L’assurance est un secteur qui a été durement frappé par la pandémie de coronavirus. Logiquement, les pertes ont été considérables et la réalisation a chuté ces deux dernières années. Face à une situation qui revient peu à peu à la normale, les sociétés de garantie de couverture n’écartent pas la possibilité de recourir à une révision des frais.

Afin d'améliorer leur rentabilité, les sociétés d'assurance, les groupes mutualistes et les établissements de prévoyance s'apprêtent actuellement à étudier l'augmentation des tarifs liés aux prises en charge proposés pour l'année prochaine. Cette résolution leur accorderait le redressement de leur résultat, bouleversé par l'arrivée de la pandémie de coronavirus dans l'Hexagone.

Pour les clients, ce sera une mauvaise nouvelle d'autant plus avec les autres abonnements à leur charge. Quant aux prospects, nombreux seront certainement forcés à revenir sur leur chemin quant à la souscription à une police d'assurance. La nouvelle a été très échangée sur les sites spécialisés en mutuelle familiale. Les avis de l'autorité réglementaire ainsi que de l'État sont aussi attendus à cet effet.

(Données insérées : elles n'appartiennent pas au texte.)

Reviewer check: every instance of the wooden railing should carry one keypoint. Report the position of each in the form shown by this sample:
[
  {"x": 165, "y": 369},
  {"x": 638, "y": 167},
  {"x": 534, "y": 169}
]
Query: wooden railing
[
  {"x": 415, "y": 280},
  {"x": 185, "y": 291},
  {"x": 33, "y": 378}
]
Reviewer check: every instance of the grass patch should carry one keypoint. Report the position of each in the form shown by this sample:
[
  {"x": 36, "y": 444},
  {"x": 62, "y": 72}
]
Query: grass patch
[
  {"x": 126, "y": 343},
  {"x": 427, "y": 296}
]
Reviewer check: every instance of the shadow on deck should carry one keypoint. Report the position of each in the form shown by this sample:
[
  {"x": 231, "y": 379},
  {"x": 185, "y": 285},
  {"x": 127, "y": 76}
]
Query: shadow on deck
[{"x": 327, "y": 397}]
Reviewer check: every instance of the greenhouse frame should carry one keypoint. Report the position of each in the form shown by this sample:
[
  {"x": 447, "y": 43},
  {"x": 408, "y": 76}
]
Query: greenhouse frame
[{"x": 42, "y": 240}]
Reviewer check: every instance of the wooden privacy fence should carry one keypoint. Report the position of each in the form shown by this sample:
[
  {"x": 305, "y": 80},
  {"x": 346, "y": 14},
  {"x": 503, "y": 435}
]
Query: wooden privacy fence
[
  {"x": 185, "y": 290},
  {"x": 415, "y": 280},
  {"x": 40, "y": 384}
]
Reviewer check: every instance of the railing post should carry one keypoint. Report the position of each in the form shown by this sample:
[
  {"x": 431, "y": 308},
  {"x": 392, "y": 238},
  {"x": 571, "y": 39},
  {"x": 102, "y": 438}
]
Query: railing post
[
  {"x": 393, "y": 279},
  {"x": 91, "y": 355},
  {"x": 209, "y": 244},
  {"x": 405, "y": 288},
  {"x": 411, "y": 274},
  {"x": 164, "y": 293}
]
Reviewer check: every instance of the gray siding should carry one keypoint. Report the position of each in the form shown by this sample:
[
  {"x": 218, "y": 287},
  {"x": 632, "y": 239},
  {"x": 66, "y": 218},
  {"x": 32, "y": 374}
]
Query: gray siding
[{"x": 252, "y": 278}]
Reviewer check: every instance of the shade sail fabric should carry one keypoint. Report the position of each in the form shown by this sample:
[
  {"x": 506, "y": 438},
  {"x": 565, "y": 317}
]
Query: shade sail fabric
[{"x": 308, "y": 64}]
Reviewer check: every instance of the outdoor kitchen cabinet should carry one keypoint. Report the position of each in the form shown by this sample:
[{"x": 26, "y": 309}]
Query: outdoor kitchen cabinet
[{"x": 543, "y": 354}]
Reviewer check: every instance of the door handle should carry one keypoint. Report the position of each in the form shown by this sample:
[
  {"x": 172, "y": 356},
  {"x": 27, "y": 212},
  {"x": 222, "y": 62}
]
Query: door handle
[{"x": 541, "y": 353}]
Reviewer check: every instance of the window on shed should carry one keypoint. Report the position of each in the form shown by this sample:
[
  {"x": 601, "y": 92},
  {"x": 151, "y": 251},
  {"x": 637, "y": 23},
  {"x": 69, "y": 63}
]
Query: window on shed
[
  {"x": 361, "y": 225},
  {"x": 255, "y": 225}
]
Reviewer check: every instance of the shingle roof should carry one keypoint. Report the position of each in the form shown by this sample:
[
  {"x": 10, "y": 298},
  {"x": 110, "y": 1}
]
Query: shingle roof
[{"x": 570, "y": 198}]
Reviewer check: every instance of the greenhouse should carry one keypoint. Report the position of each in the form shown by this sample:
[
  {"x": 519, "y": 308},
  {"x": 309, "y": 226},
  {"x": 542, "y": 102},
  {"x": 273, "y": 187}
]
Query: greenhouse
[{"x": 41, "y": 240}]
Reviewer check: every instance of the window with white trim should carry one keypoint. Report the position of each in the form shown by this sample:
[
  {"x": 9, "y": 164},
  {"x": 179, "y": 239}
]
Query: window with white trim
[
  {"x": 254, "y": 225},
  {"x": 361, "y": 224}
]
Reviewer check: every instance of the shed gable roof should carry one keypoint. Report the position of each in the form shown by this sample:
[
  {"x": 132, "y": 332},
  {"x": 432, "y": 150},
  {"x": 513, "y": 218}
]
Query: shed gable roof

Couvrir les dépenses pour améliorer le résultat

Le gouvernement l'a fait savoir en septembre dernier. Il n'y aura pas de hausse pour la taxe covid. En revanche, ce dernier demande en échange l'application des complémentaires santé aux groupes mutualistes. Ce qui fait que ces enseignes seront libérées du versement d'une somme s'élevant à 1,5 milliard d'euros à l'État. Ce dispositif a été imposé par le gouvernement l'année dernière, alors qu'une grande part de la population s'est privée de la prise en charge sanitaire. Ce qui les a entraînés à ne pas recourir au remboursement des soins.

Le gouvernement s'est bien fait entendre par les sociétés d'assurances et des mutuelles. À l'instar de Matmut, l'établissement a décidé de ne pas réviser son tarif jusqu'à la fin de l'année prochaine. Dans le journal le Parisien, le directeur général de la société, Nicolas Gomart a fait savoir que :

Cette disposition s'avère nécessaire dans un contexte encore difficile pour beaucoup de nous concitoyens.

Cependant, les autres enseignes n'ont pas encore réagi face à cet appel du gouvernement. À cet effet, l'augmentation des tarifs de ces dernières est une hypothèse qui n'est pas à écarter. D'ailleurs, les dépenses liées à la santé ont fait l'effet d'un boum depuis l'entame de cette année étant donné que la consommation a nettement augmenté. Pour le cas de la Mutualité française, la firme a fait savoir que les sommes versées pour les organismes complémentaires ont connu une augmentation à hauteur de 1,5 milliard d'euros soit une hausse de 9%. En ce qui concerne Harmonie Mutuelle, les recettes ont même été devancées. La directrice générale de l'établissement, Catherine Touvrey a expliqué que :

Sur 2020 et 2021, le complément de dépenses est supérieur à l'économie réalisée qui avait justifié la mise en place de la taxe Covid.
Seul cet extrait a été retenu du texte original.